Но быть идеалистом в то же время совсем не означает идеализировать мир вокруг себя. Идеализм и идеализация — разные вещи: можно любить летать, но не пытаться научить весь мир полетам наяву.

То есть идеализм — это не про всех. Это про себя.

Можно сколько угодно спорить о подлинной природе человека. Я тоже за то, чтобы его оценивать скорее по уровню несовершенств, чем совершенств. Но я против того, чтобы зацикливаться на неизменности его звериной сущности. Все равно самое реалистичное — это не просто принимать людей такими, какие они есть, а видеть их такими, каковыми они должны стать. Тогда они станут такими, какими могут стать.

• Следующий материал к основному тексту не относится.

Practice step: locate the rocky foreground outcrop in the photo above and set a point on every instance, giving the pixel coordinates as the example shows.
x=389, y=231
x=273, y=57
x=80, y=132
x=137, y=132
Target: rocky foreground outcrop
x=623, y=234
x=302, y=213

Когда войска стран Варшавского договора вошли в 1968 году в Чехословакию, говорят, что местное радио постоянно передавало призыв к своим гражданам: «Не сопротивляться!» И это сохранило Прагу и предотвратило дополнительные жертвы.

Петэн, узнавший цену жизни еще под Верденом, призвал французов к сотрудничеству с гитлеровцами. В дальнейшем он объяснял, что если де Голль отстоял совесть и достоинство Франции, то он спас саму Францию. Кто-то до сих пор так и считает маршала героем и спасителем страны, но для большинства он — коллаборационист-предатель. Лично мне трудно согласиться с любыми резкими оценками — как в одну, так и в другую сторону. Мне не симпатичен Петэн. Но в Первую мировую войну Франция потеряла 1 миллион 350 тысяч убитыми, а во Вторую — в два раза меньше (считая со всеми погибшими мирными жителями). Правда, в начале века она победила, а в 1940 году позорно проиграла.

Конечно, защищать свою страну — долг каждого ее гражданина. И при необходимости даже жертвовать ради нее жизнью. Я лишь хочу сказать, что война, насилие, даже вынужденное, — повод не для гордости, а скорее для скорби. Дело в акцентах. В чувстве неприятия такого решения, как война. Война — наихудший из вариантов достижения любой цели. Любая война — пиррова.

Война — не «преддверие победы», война — преддверие катастрофы. Каким бы результатом она ни закончилась. Не важно даже непосредственное в ней участие, коль так случилось, главное — это ее неучастие внутри нас.